In the early '90s, when Kurt Cobain was king and flannel ruled our wardrobes, the grunge garage band sound dominated Philadelphia's scene, producing bands like Dysrhythmia and Freaking Dogs. The city has since cleaned up substantially, and so has its music. Trash no longer carpets the sidewalks of Broad Street, Tool has (thankfully) been rendered obsolete, and pretty, melodic pop has taken over as the Philly sound. One of the most famous indie bands to call our city home is the Snow Fairies, a blissfully charming five-piece outfit that recently released its third album, Get Married. The band's songs, which are reminiscent of the twee-sound of Belle & Sebastian and the catchy hooks of the Beatles, have re-popularized groovy dance concerts and have influenced other local pop bands like the US Funk Team and the rising Spinto Band. International critical success of other Philly bands, like the folk group Bardo Pond and the experimental Make a Rising, has accelerated the city's reputation as a breeding ground for diverse and inventive independent bands.

Not to say that Philly's indie music doesn't have its problems. Bands are often quick to relocate to cities like New York once they become nationally recognized, and there is not a lot of public awareness or encouragement for local groups. They complain about the lack of gigs and audiences' aversion to supporting innovation. Some venues have been forced to close due to a lack of public support, and many hipsters bemoan the infestation of myopic posers at shows. Larger places, like the Electric Factory and The Khyber, host shows that tend to be overcrowded, impersonal and exclusively 21 and up.

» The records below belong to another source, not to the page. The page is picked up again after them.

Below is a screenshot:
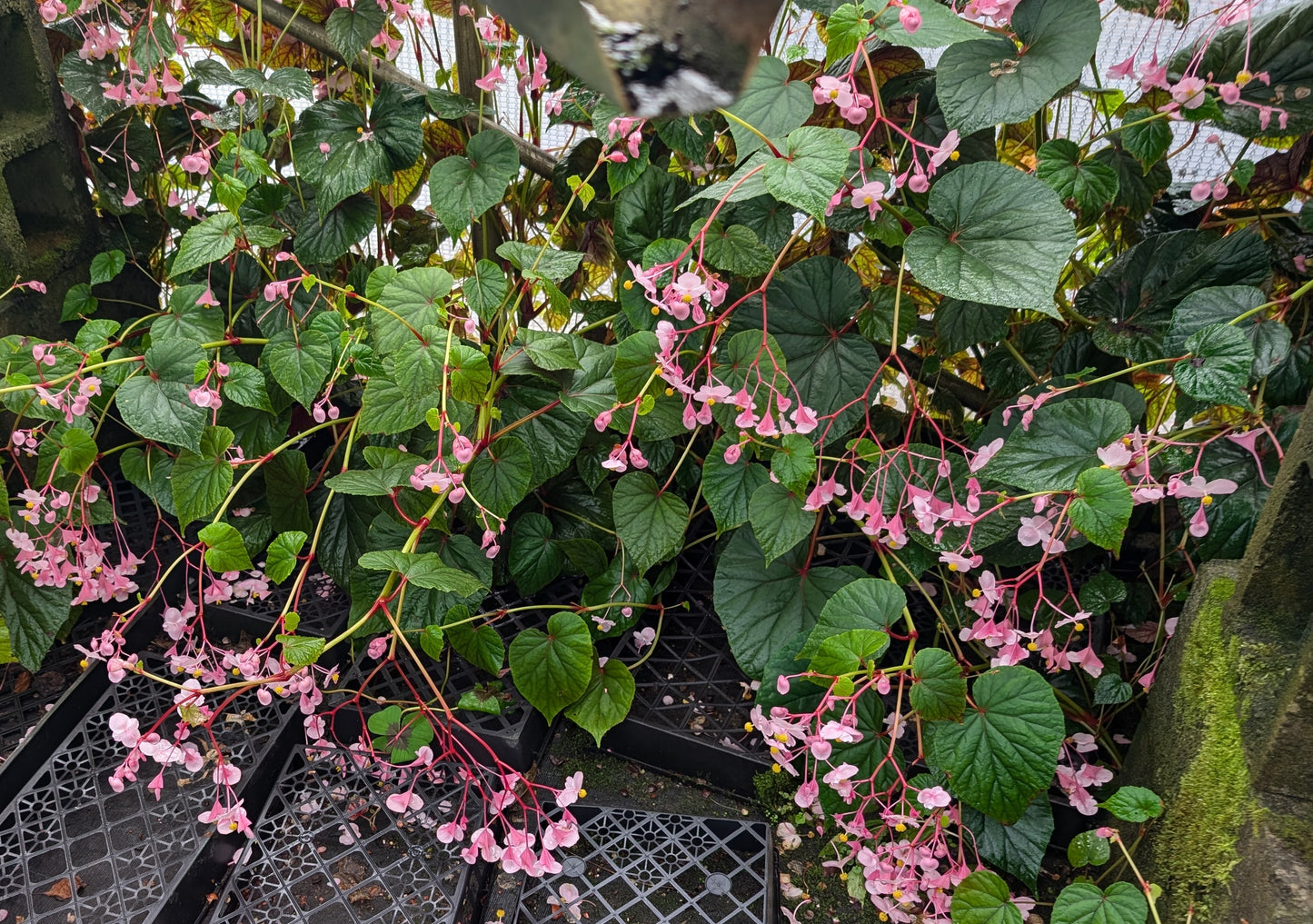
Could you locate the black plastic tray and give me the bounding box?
[0,632,295,924]
[493,805,779,924]
[200,748,487,924]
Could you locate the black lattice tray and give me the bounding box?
[604,526,874,797]
[204,572,351,638]
[333,600,548,770]
[493,805,779,924]
[0,645,294,924]
[201,748,486,924]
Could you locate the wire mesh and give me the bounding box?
[511,805,776,924]
[207,748,481,924]
[0,655,292,924]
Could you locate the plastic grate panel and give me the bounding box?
[513,806,773,924]
[206,572,351,637]
[210,748,477,924]
[0,656,292,924]
[334,603,548,770]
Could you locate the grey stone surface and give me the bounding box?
[1122,414,1313,924]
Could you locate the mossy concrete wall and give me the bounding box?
[1122,414,1313,924]
[0,0,98,339]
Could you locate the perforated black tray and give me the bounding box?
[201,748,487,924]
[0,638,294,924]
[493,805,779,924]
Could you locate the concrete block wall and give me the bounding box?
[0,0,98,339]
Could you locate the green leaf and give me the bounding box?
[293,193,378,263]
[983,398,1130,491]
[172,426,236,527]
[277,635,324,667]
[871,0,980,48]
[465,436,533,517]
[1169,4,1313,139]
[1051,882,1149,924]
[808,629,889,677]
[950,869,1021,924]
[693,222,775,277]
[926,667,1065,824]
[1121,107,1171,166]
[611,472,688,573]
[1171,324,1254,407]
[763,126,858,221]
[119,446,177,513]
[1068,830,1112,869]
[729,56,813,158]
[1099,786,1162,824]
[1068,469,1134,552]
[771,433,817,493]
[961,798,1053,889]
[222,360,274,413]
[935,298,1011,355]
[507,512,566,596]
[360,550,484,597]
[197,522,252,573]
[114,339,210,452]
[824,3,870,67]
[1036,139,1118,212]
[264,531,309,584]
[1082,671,1134,706]
[906,163,1085,318]
[0,541,72,673]
[761,252,882,432]
[702,433,766,533]
[59,283,100,320]
[751,481,817,564]
[520,328,583,372]
[369,706,433,764]
[935,0,1100,134]
[911,649,971,724]
[446,343,492,404]
[443,606,505,675]
[59,426,100,475]
[566,658,634,748]
[91,251,127,286]
[428,131,520,237]
[169,212,242,277]
[260,327,334,408]
[714,529,864,677]
[369,266,455,355]
[324,3,387,60]
[511,613,597,722]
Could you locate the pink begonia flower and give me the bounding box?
[386,793,424,815]
[898,4,920,35]
[852,180,885,218]
[811,76,852,109]
[1097,440,1134,469]
[548,882,583,921]
[1171,77,1208,109]
[793,780,821,809]
[557,770,585,809]
[917,786,953,810]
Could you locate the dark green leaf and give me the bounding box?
[926,667,1065,823]
[511,613,596,722]
[716,529,864,677]
[566,658,634,747]
[911,649,966,724]
[935,0,1100,134]
[906,163,1076,318]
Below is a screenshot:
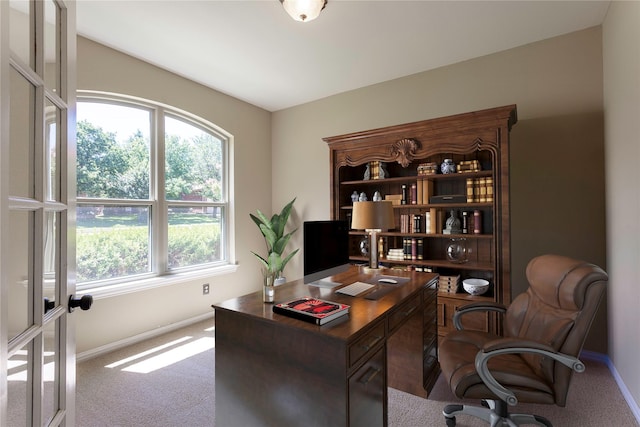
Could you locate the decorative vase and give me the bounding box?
[262,274,276,303]
[446,237,469,264]
[440,159,456,173]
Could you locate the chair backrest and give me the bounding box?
[504,255,608,406]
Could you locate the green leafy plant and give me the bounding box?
[249,198,299,277]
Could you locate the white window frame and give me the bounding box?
[76,91,237,299]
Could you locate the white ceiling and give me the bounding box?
[77,0,610,111]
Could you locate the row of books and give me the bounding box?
[386,237,424,261]
[400,178,433,205]
[466,177,493,203]
[399,208,482,234]
[438,275,460,294]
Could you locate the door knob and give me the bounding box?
[44,298,56,314]
[69,295,93,313]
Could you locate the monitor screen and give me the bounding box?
[303,220,349,283]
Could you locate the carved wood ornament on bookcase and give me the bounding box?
[324,105,517,342]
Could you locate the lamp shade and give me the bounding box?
[351,201,395,231]
[280,0,327,22]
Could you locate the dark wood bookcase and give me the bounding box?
[324,105,517,344]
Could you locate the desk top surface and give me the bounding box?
[213,266,438,339]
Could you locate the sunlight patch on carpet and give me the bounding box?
[122,337,215,374]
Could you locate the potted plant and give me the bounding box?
[249,198,299,302]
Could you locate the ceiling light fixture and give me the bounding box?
[280,0,327,22]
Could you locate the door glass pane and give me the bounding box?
[76,204,151,282]
[7,344,31,427]
[77,102,151,200]
[44,0,60,92]
[43,212,59,286]
[167,206,223,268]
[44,99,60,201]
[42,319,60,425]
[9,0,34,68]
[164,116,222,202]
[6,211,33,341]
[9,68,35,197]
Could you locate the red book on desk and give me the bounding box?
[273,297,350,325]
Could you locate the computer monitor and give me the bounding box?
[303,220,349,283]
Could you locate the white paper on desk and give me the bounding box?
[336,282,375,297]
[308,279,342,288]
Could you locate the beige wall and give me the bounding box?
[76,37,271,353]
[603,2,640,407]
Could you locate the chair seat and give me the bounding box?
[439,330,554,404]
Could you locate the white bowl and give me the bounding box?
[462,279,489,295]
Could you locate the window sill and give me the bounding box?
[76,264,238,300]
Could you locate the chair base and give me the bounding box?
[442,399,553,427]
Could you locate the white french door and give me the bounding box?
[0,0,76,426]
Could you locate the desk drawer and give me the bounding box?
[389,295,421,334]
[349,322,384,367]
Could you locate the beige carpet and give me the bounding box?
[76,322,638,427]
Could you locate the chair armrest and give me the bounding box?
[476,337,585,406]
[453,302,507,330]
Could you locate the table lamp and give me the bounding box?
[351,201,395,272]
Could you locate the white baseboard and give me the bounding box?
[76,313,214,362]
[580,350,640,424]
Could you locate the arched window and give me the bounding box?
[76,93,231,289]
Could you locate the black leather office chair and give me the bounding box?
[438,255,608,427]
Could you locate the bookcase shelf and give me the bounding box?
[324,105,517,348]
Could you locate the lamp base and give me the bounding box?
[361,266,382,274]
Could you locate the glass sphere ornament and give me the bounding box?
[446,237,469,264]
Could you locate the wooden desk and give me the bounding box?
[213,267,439,427]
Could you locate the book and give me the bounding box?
[273,297,350,325]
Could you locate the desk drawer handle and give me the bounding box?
[401,305,418,317]
[358,368,380,384]
[361,335,382,351]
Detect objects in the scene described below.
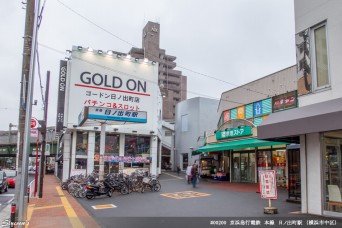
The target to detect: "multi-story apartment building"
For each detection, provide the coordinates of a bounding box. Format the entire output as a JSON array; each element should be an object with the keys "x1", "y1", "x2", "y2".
[
  {"x1": 258, "y1": 0, "x2": 342, "y2": 217},
  {"x1": 129, "y1": 21, "x2": 187, "y2": 122}
]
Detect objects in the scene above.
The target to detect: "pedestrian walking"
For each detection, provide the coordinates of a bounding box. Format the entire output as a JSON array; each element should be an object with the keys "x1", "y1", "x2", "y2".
[
  {"x1": 185, "y1": 164, "x2": 192, "y2": 184},
  {"x1": 191, "y1": 164, "x2": 198, "y2": 188}
]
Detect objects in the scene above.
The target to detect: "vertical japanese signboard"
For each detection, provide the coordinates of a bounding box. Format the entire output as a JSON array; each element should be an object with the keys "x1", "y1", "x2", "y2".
[
  {"x1": 223, "y1": 110, "x2": 230, "y2": 123},
  {"x1": 237, "y1": 106, "x2": 245, "y2": 119},
  {"x1": 272, "y1": 91, "x2": 297, "y2": 112},
  {"x1": 56, "y1": 60, "x2": 67, "y2": 133},
  {"x1": 259, "y1": 170, "x2": 278, "y2": 199}
]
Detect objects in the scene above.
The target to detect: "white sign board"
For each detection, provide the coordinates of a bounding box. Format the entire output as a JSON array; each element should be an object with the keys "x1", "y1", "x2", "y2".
[
  {"x1": 66, "y1": 49, "x2": 160, "y2": 126},
  {"x1": 259, "y1": 170, "x2": 278, "y2": 199}
]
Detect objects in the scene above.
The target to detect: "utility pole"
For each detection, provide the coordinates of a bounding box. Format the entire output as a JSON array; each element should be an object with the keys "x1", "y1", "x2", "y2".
[
  {"x1": 39, "y1": 71, "x2": 50, "y2": 198},
  {"x1": 15, "y1": 0, "x2": 35, "y2": 213},
  {"x1": 15, "y1": 0, "x2": 40, "y2": 224}
]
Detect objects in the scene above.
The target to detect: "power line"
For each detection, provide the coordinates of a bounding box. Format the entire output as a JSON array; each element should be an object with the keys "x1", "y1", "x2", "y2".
[
  {"x1": 53, "y1": 0, "x2": 271, "y2": 96},
  {"x1": 38, "y1": 43, "x2": 243, "y2": 105}
]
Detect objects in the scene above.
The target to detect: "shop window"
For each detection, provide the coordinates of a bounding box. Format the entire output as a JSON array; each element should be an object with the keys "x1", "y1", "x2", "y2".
[
  {"x1": 181, "y1": 115, "x2": 188, "y2": 132},
  {"x1": 323, "y1": 131, "x2": 342, "y2": 213},
  {"x1": 76, "y1": 132, "x2": 88, "y2": 155}
]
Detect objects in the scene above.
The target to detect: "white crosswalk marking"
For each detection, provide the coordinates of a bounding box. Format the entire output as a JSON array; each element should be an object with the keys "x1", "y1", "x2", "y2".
[{"x1": 0, "y1": 194, "x2": 14, "y2": 197}]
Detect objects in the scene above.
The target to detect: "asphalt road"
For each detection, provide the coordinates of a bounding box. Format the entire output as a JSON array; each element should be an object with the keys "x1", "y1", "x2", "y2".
[{"x1": 73, "y1": 173, "x2": 340, "y2": 228}]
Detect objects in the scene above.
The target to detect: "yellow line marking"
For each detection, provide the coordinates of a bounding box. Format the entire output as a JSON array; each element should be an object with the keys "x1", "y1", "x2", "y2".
[
  {"x1": 91, "y1": 204, "x2": 116, "y2": 210},
  {"x1": 160, "y1": 191, "x2": 211, "y2": 199},
  {"x1": 33, "y1": 204, "x2": 64, "y2": 210},
  {"x1": 56, "y1": 186, "x2": 83, "y2": 228},
  {"x1": 163, "y1": 173, "x2": 184, "y2": 180}
]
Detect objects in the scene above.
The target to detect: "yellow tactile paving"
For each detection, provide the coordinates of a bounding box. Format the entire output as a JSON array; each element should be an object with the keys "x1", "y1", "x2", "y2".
[
  {"x1": 91, "y1": 204, "x2": 116, "y2": 210},
  {"x1": 160, "y1": 191, "x2": 210, "y2": 199},
  {"x1": 56, "y1": 186, "x2": 83, "y2": 227}
]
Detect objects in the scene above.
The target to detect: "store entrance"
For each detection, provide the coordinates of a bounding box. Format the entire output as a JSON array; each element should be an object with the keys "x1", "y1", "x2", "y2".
[{"x1": 232, "y1": 152, "x2": 256, "y2": 182}]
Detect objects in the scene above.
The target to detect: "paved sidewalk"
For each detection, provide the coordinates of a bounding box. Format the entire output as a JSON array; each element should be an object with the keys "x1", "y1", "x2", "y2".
[{"x1": 0, "y1": 175, "x2": 100, "y2": 228}]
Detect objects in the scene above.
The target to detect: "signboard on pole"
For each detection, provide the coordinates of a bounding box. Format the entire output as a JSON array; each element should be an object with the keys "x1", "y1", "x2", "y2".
[{"x1": 259, "y1": 170, "x2": 278, "y2": 199}]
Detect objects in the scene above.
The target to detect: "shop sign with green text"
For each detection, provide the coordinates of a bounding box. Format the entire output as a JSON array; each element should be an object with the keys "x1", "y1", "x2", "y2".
[{"x1": 216, "y1": 126, "x2": 252, "y2": 140}]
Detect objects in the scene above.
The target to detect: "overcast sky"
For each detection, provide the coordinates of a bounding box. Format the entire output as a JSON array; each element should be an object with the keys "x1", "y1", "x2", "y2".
[{"x1": 0, "y1": 0, "x2": 295, "y2": 130}]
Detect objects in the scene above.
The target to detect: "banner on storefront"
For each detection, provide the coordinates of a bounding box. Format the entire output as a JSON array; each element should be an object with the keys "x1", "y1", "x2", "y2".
[
  {"x1": 272, "y1": 91, "x2": 297, "y2": 112},
  {"x1": 216, "y1": 126, "x2": 252, "y2": 140},
  {"x1": 259, "y1": 170, "x2": 278, "y2": 199},
  {"x1": 104, "y1": 156, "x2": 151, "y2": 163}
]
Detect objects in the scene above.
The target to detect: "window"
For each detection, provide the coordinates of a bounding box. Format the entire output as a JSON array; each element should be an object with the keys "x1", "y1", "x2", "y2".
[
  {"x1": 312, "y1": 23, "x2": 330, "y2": 89},
  {"x1": 181, "y1": 115, "x2": 188, "y2": 132}
]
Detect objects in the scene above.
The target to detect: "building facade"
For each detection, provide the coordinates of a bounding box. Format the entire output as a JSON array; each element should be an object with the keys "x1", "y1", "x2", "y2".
[
  {"x1": 57, "y1": 46, "x2": 162, "y2": 180},
  {"x1": 195, "y1": 66, "x2": 299, "y2": 187},
  {"x1": 258, "y1": 0, "x2": 342, "y2": 217},
  {"x1": 173, "y1": 97, "x2": 219, "y2": 170},
  {"x1": 129, "y1": 21, "x2": 187, "y2": 122}
]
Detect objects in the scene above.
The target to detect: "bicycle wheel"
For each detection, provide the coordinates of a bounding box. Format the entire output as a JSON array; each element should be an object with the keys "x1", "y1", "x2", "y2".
[
  {"x1": 78, "y1": 190, "x2": 87, "y2": 198},
  {"x1": 153, "y1": 183, "x2": 161, "y2": 192}
]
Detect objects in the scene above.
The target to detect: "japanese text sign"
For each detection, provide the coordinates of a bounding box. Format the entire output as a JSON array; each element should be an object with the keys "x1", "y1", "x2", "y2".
[
  {"x1": 216, "y1": 126, "x2": 252, "y2": 140},
  {"x1": 259, "y1": 170, "x2": 278, "y2": 199}
]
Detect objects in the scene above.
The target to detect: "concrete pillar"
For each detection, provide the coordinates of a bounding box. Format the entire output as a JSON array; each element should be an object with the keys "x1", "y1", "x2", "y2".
[
  {"x1": 70, "y1": 130, "x2": 77, "y2": 175},
  {"x1": 150, "y1": 136, "x2": 158, "y2": 175},
  {"x1": 119, "y1": 134, "x2": 125, "y2": 172},
  {"x1": 87, "y1": 131, "x2": 95, "y2": 175},
  {"x1": 300, "y1": 135, "x2": 308, "y2": 213},
  {"x1": 62, "y1": 133, "x2": 71, "y2": 181}
]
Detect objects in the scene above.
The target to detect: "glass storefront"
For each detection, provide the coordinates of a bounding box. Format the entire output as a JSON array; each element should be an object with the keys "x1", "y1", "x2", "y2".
[
  {"x1": 322, "y1": 131, "x2": 342, "y2": 213},
  {"x1": 287, "y1": 148, "x2": 301, "y2": 201},
  {"x1": 272, "y1": 150, "x2": 287, "y2": 187},
  {"x1": 232, "y1": 151, "x2": 256, "y2": 182}
]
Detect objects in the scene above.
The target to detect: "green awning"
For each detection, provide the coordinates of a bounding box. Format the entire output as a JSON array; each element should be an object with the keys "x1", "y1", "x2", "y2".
[{"x1": 192, "y1": 138, "x2": 285, "y2": 155}]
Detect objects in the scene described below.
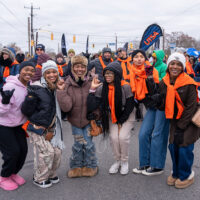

For all its faults, however, Philadelphia is still home to one of the best scenes for independent music in the country. It's earning a permanent spot next to Brooklyn, Chicago and Pittsburgh on bands' touring circuits, and for good reason. As the city continues to evolve and a newer, younger demographic moves in, the original music emanating from it will continue to have more national credibility, and the scene will continue to explode both locally and internationally. With an unaffected freshness and novelty at its Quaker core, we can all wait for Philly's music scene to thrive and grow.